The range initialization line of a for(:) loop does not extend lifetime of anything but the final temporary (if any). Any other temporaries are discarded prior to the for(:) loop executing.

Now, do not despair; there is an easy fix to this problem. But first a walk through of what is going wrong.

The code for(auto x:exp){ /* code */ } expands to, basically:

{
  auto&& __range=exp;
  auto __it=std::begin(__range);
  auto __end=std::end(__range);
  for(; __it!=__end;++__it){
    auto x=*__it;
    /* code */
  }
}

(With a modest lies on the __it and __end lines, and all variables starting with __ have no visible name. Also I am showing C++17 version, because I believe in a better world, and the differences do not matter here.)

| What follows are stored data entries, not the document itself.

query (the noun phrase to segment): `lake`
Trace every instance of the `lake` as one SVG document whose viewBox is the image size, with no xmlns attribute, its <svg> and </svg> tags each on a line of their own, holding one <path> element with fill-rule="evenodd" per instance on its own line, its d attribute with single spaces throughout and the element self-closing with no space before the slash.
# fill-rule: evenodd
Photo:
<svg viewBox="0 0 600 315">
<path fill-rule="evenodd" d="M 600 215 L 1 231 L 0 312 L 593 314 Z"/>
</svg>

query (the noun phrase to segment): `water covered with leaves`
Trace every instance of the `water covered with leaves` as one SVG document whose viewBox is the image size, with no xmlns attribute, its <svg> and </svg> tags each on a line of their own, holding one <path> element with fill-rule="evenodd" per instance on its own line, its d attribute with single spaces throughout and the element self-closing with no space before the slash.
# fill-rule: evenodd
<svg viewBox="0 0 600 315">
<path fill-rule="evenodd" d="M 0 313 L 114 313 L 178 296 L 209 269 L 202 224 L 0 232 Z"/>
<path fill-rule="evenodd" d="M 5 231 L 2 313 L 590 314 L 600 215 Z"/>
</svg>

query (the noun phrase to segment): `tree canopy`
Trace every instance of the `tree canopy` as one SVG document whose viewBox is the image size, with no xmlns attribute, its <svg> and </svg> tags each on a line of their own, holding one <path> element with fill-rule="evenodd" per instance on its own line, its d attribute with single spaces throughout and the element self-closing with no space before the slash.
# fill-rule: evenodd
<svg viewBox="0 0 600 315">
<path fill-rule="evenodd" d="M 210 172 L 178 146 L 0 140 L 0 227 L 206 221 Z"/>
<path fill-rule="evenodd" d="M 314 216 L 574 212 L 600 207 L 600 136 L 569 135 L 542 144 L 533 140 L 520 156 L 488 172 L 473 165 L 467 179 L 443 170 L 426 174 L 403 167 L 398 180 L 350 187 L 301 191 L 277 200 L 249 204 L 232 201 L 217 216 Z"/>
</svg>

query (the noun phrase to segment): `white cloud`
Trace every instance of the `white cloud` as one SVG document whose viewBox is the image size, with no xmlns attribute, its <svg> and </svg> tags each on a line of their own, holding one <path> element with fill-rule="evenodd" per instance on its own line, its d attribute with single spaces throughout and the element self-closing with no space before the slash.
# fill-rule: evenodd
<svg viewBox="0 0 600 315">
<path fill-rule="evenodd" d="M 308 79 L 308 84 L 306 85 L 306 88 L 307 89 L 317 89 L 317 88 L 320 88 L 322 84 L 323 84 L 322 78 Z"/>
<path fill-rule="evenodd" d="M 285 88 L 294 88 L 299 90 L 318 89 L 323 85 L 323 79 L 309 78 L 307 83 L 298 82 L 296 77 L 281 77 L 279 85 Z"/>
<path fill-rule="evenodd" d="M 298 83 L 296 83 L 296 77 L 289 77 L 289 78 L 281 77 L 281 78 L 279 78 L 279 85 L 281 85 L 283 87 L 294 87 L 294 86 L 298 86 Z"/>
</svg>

Your exp creates a temporary object, then returns a reference to within it. The temporary dies after that line, so you have a dangling reference in the rest of the code.

Fixing it is relatively easy. To fix it:

std::string const& func() const& // notice &
{
    return m.find("key")->second;
}
std::string func() && // notice &&
{
    return std::move(m.find("key")->second);
}

do rvalue overloads and return moved-into values by value when consuming temporaries instead of returning references into them.

Then the

auto&& __range=exp;

line does reference lifetime extension on the by-value returned string, and no more dangling references.

As a general rule, never return a range by reference to a parameter that could be an rvalue.


Appendix: Wait, && and const& after methods? rvalue references to *this?

C++11 added rvalue references. But the this or self parameter to functions is special. To select which overload of a method based on the rvalue/lvalue-ness of the object being invoked, you can use & or && after the end of the method.

This works much like the type of a parameter to a function. && after the method states that the method should be called only on non-const rvalues; const& means it should be called for constant lvalues. Things that don't exactly match follow the usual precidence rules.

When you have a method that returns a reference into an object, make sure you catch temporaries with a && overload and either don't return a reference in those cases (return a value), or =delete the method.


S().func()

This constructs a temporary object, and invokes a method that returns a reference to a std::string that's owned (indirectly) by the temporary object (the std::string is in the container that's a part of the temporary object).

After obtaining the reference, the temporary object gets destroyed. This also destroys the std::string that was owned (indirectly) by the temporary object.

After that point, any further usage of the referenced object becomes undefined behavior. Such as iterating over its contents.

This is a very common pitfall, when it comes to using range iteration. Yours truly is also guilty of getting tripped over this.